Alors, Ali Bongo est-il le nouveau dirigeant moderne et efficace dont l’Afrique a besoin ? Il en est encore loin. A Libreville, beaucoup d’observateurs dénoncent la rudesse et l’impréparation des mesures gouvernementales. Dans le secteur du bois, l’interdiction des exportations de grumes aurait déjà provoqué plusieurs faillites d’entreprises, qui ne disposent pas d’usines sur place. « Cette mesure n’a pas été préparée. Et vu ses conséquences sociales, elle est intenable », souligne l’ONG Brainforest. Même précipitation pour la mise en place de la journée continue, qui a été imposée au privé, afin d’afficher une équité avec les fonctionnaires. « Arrêter les entreprises à 15 h 30, ce n’est pas efficace », déplore Henri-Claude Oyima.

Confusion des genres

Enfin, l’opération « Mains propres » suscite beaucoup de scepticisme. L’actuel chef de l’Etat a en effet pleinement participé au système mis en place par son père, en tant que ministre pendant plus de dix ans. Et pour les opposants au régime, ces coups d’éclat sont liés au règlement de comptes au sein du clan Bongo, pour se partager la cagnotte du régime. La bagarre avec Pascaline Bongo, la soeur aînée du président, qui gérait les finances d’Omar, aurait déjà commencé. Certes, Pascaline est toujours vice-présidente de Total Gabon et présidente de la filiale de Bolloré. Mais Ali Bongo vient de renforcer son contrôle sur la première banque privée du pays, la BGFI, présidée par Patrice Otha, son nouveau directeur de cabinet. Une confusion des genres que le nouveau maître du Gabon n’a pas l’intention de modifier.

UNE ECONOMIE FRANCISEE

Total Gabon (pétrole) Première entreprise du pays.
Comilog (manganèse) Détenue à 66 % par Eramet, cette entreprise va construire un gros complexe métallurgique.
Rougier (bois) Leader dans le secteur forestier, concurrencé par de nombreuses entreprises chinoises.
Bolloré (logistique) En lice pour participer au projet géant de Bélinga, une mine de fer exploitée par les Chinois.
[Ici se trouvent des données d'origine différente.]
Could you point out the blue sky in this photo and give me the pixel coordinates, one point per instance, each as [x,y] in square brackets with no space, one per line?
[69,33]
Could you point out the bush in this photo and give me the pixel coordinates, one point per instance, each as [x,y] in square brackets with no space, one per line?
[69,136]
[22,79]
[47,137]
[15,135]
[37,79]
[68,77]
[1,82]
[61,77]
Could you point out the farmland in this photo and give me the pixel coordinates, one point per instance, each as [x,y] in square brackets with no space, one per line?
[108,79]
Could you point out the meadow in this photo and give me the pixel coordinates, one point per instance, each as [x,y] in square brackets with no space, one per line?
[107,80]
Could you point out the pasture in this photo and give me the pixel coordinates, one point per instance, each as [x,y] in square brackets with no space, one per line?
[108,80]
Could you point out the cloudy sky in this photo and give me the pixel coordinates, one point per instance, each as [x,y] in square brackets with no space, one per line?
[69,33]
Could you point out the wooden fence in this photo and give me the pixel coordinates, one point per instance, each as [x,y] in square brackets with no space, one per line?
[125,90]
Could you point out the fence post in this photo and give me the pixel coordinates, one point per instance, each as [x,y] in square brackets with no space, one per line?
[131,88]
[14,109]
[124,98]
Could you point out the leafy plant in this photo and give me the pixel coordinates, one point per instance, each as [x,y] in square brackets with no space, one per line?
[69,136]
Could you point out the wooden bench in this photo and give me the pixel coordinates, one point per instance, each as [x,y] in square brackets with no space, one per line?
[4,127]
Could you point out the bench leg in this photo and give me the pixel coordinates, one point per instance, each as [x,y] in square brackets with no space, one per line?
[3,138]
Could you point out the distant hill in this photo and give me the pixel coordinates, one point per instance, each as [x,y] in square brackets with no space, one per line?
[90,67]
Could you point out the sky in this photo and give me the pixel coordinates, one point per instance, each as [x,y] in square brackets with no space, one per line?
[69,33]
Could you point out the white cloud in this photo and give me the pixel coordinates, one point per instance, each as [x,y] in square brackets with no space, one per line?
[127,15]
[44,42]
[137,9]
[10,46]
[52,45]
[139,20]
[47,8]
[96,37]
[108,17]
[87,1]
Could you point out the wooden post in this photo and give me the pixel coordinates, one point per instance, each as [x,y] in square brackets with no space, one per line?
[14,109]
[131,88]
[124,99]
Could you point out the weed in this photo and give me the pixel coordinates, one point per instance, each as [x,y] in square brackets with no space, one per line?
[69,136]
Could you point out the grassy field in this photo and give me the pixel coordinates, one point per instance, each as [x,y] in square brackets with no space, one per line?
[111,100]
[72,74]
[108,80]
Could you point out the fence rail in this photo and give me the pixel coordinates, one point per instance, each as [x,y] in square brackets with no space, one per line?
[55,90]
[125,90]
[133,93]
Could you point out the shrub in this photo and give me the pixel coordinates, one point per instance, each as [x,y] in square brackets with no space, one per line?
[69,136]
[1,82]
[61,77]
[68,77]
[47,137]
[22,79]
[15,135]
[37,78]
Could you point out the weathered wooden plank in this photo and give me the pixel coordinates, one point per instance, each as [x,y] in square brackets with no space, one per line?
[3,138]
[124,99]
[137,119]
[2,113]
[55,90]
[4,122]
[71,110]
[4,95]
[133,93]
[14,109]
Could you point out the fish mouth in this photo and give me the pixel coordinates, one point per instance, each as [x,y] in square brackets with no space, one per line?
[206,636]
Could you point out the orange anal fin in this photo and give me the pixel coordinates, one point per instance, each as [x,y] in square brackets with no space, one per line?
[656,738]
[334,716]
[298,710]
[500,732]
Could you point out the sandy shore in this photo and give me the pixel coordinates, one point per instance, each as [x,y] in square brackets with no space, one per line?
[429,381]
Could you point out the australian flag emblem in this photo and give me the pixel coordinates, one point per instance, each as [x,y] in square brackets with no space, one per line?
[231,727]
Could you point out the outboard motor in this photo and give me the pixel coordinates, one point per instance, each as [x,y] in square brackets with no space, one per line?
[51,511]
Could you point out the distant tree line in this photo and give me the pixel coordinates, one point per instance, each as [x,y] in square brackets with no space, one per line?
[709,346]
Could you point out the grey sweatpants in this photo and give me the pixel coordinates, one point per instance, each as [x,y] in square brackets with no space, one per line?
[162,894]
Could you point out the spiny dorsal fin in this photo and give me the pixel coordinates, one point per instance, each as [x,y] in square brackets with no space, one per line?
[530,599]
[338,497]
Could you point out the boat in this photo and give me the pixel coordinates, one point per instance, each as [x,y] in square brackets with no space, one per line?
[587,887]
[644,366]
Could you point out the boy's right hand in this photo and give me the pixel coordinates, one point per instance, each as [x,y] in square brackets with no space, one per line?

Les gros tracas des industriels français

Francis Rougier, le président de l’entreprise Rougier, va ronger son frein, le 25 février, en faisant visiter son usine de Libreville à Nicolas Sarkozy et à Ali Bongo. La brutale interdiction d’exportation des grumes lui cause de gros problèmes, comme aux nombreux forestiers français au Gabon. Car avant de monter une nouvelle usine pour transformer ce bois, il faut au moins dix-huit mois. Autre industriel français en difficulté : Veolia, qui gère la fourniture d’eau et d’électricité. L’Etat gabonais, qui l’accuse de manquement à ses obligations à cause des nombreuses coupures, menace de casser le contrat.